The installer also sets up the web management console (status, paired devices, the PIN pairing
flow): it bundles the console plus its own bun runtime and runs it as the PunktfunkWeb service
on http://<this-PC>:3000, starting at boot. During setup you choose the console login
password (pre-filled with a secure random default and shown again on the final page); change it
later in %ProgramData%\punktfunk\web-password. Open the console from any browser on the LAN and log
in — no extra install, and the host's management API stays loopback-only behind it.
How it works
The host installs a LocalSystem SCM service that runs from Session 0 and launches a worker into
the interactive session (CreateProcessAsUserW). That lets it capture the secure desktop (UAC
prompts, the lock screen) and keep streaming across reboots with nobody logged in — the same model
Sunshine and Apollo use. Service registration, firewall rules, and the supervisor all live in
punktfunk-host service install; the installer just lays the exe down and calls it elevated.

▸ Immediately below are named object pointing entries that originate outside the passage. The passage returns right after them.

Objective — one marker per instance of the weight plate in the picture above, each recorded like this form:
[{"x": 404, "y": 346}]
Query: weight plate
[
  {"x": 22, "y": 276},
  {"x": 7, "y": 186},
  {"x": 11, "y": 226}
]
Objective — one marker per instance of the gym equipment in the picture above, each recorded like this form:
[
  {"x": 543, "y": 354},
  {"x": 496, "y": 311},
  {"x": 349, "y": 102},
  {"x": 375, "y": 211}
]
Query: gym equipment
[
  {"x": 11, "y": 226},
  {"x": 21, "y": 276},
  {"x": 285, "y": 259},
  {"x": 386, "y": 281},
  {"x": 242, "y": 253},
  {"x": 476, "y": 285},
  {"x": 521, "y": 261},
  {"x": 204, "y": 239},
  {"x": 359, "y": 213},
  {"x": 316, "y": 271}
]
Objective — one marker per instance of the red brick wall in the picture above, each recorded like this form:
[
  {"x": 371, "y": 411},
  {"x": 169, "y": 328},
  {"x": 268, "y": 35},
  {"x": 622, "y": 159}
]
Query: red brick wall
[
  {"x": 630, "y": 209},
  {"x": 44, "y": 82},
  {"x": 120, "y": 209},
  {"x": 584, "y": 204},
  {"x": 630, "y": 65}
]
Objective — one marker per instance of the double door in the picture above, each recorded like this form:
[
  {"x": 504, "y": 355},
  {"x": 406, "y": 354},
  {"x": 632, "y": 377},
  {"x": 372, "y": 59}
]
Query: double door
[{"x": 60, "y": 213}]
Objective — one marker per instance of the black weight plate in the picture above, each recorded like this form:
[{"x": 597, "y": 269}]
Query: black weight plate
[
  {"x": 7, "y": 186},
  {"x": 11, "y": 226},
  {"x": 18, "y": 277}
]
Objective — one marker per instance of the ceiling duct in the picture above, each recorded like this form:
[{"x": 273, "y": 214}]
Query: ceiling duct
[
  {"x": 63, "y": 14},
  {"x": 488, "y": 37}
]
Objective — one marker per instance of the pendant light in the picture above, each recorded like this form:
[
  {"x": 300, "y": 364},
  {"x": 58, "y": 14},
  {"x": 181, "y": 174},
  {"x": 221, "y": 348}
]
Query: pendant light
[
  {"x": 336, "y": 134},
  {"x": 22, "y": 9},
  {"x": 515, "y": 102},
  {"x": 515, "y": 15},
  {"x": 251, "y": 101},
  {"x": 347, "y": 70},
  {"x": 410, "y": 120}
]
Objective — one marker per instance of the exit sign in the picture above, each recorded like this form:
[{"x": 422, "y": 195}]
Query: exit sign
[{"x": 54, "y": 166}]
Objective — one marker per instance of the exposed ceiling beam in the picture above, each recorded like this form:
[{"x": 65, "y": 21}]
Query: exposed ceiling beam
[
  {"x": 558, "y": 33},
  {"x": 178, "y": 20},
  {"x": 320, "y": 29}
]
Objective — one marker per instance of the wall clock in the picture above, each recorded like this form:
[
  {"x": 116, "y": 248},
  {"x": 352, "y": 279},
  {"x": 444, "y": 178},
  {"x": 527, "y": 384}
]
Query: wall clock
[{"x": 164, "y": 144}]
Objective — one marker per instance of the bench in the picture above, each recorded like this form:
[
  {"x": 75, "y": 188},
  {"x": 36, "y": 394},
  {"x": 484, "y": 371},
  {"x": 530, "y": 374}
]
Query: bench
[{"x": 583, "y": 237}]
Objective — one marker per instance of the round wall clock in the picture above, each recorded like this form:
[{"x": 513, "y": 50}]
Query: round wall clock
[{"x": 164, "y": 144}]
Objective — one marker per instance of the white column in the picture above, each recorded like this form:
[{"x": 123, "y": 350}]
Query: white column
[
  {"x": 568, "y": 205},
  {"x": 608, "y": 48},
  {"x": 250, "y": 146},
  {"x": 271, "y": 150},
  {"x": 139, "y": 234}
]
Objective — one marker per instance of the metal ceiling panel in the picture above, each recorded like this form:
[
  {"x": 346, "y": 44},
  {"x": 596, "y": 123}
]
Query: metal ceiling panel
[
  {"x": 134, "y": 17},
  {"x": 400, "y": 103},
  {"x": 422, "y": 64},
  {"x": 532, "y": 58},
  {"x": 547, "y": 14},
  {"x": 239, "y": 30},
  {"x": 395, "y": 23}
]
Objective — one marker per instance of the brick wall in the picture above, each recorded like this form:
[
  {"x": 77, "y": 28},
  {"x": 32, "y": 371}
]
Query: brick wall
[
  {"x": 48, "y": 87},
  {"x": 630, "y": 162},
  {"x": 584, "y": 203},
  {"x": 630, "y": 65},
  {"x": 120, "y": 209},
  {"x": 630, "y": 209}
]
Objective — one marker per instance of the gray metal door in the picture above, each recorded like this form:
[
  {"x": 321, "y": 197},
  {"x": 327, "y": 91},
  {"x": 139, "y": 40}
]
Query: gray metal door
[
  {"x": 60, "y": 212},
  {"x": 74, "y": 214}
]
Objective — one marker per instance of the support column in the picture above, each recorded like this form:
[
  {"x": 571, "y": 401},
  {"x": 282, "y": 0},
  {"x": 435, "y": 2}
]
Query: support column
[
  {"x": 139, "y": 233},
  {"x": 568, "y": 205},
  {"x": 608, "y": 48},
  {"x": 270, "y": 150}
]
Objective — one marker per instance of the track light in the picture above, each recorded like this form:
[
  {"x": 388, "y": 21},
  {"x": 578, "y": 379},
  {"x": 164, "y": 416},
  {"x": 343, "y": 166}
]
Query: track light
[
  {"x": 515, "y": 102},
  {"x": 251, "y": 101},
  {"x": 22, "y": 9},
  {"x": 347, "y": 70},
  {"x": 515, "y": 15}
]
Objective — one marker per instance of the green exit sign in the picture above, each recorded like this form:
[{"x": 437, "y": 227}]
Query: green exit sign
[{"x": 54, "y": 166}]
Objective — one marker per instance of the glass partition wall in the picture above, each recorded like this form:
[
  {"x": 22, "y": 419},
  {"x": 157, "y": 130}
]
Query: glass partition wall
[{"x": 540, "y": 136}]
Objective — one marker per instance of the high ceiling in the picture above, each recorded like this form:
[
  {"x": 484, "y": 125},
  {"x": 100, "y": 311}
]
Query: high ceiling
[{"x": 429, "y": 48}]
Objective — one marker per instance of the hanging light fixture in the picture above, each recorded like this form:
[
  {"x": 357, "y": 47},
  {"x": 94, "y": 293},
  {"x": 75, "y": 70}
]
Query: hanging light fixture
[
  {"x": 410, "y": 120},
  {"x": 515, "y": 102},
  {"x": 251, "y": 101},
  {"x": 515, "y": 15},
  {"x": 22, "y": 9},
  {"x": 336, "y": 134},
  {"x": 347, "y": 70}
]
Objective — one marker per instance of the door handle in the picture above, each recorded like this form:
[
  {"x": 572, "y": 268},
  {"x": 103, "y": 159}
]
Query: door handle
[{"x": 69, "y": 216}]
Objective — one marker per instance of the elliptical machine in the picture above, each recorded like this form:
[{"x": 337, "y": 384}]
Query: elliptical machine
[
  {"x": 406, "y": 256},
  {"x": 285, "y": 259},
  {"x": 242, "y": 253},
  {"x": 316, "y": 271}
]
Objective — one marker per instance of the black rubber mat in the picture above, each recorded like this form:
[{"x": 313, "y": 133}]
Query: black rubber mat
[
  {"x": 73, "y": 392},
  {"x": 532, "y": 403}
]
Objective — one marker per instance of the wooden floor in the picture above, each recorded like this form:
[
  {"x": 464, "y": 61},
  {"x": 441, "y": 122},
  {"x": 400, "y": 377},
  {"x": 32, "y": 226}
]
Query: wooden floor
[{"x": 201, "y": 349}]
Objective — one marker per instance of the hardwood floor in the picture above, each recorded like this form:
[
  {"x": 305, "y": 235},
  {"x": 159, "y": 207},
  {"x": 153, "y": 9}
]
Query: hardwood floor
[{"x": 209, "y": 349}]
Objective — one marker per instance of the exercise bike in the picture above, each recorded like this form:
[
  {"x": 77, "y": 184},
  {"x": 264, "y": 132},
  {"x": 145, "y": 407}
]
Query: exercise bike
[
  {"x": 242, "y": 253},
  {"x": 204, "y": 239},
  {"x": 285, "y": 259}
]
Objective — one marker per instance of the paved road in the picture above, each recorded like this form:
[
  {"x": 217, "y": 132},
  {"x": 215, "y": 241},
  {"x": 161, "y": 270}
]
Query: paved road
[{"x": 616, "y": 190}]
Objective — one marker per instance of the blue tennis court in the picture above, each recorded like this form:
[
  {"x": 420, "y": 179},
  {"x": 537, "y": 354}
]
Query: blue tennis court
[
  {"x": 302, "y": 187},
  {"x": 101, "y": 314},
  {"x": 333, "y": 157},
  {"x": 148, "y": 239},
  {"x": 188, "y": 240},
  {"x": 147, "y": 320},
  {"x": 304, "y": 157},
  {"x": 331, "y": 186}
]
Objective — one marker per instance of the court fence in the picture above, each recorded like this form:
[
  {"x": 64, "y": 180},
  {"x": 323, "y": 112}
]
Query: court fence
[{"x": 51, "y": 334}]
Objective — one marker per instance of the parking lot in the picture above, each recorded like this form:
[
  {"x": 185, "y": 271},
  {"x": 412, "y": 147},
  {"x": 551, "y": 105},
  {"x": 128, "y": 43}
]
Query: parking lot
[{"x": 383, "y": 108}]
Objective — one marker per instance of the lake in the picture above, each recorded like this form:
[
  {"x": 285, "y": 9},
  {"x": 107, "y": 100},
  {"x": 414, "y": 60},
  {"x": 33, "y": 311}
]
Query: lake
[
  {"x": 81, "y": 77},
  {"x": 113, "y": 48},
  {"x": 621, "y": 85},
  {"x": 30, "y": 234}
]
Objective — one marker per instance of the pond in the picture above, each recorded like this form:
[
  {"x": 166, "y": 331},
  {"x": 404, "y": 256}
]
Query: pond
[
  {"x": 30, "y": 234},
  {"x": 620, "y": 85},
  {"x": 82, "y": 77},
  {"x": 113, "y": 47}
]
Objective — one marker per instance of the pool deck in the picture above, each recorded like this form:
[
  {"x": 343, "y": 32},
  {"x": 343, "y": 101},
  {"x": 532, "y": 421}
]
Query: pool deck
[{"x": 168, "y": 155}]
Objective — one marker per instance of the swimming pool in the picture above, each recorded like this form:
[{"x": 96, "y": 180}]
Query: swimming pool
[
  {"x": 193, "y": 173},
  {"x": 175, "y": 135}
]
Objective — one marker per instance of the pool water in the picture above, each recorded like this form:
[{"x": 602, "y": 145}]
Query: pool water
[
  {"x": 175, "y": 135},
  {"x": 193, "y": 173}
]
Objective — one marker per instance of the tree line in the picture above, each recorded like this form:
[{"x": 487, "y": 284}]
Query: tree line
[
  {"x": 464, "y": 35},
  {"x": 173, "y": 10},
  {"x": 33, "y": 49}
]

One core, Windows backends
Most of punktfunk is platform-agnostic. punktfunk-core (protocol, FEC, crypto, session, transport,
the C ABI), the QUIC control plane, the GameStream wire logic, the management API, and the per-frame
pipeline orchestration are all shared with the Linux host. The Windows host is a set of
#[cfg(windows)] backends behind the same traits the Linux host uses:
| Subsystem | Linux backend | Windows backend |
|---|---|---|
| Capture | xdg ScreenCast portal → PipeWire (dmabuf) | Windows.Graphics.Capture (+ Desktop Duplication for the secure desktop) → D3D11 texture; FP16/10-bit when the desktop is HDR |
| Virtual display | KWin / Mutter / Sway / gamescope | SudoVDA signed IDD — create a WxH@Hz monitor per session, capture it, tear it down |
| Encode | ffmpeg-next NVENC (CUDA hwframes) |
NVENC with a D3D11 device (--features nvenc); HEVC Main10 / BT.2020 PQ for HDR |
| Input — mouse/keyboard | libei / wlr protocols | SendInput (Win32 VK + absolute mouse) |
| Input — gamepads | uinput Xbox 360 pad + rumble | ViGEm virtual pad + rumble back-channel |
| Audio capture | PipeWire sink-monitor | WASAPI loopback |
| Virtual mic | PipeWire Audio/Source |
WASAPI virtual mic |
The virtual display uses SudoVDA (the Sunshine Virtual Display Adapter) — a pre-built, signed Indirect Display Driver — so there is no kernel driver to author or WHQL-sign. The installer bundles and stages it; if it's absent, the host falls back to capturing an existing monitor (losing the per-client native-resolution output).
Limitations
- NVIDIA-only. NVENC is the only encoder backend — there is no AMD / Intel / software encode path on Windows.
- x64-only. No ARM64 build (no ARM64 NVIDIA driver, and SudoVDA is x64-only).
- Newer than the Linux host. The Linux host is the most battle-tested path; the Windows host is more recent, with the virtual-mic and gamepad backends the youngest pieces.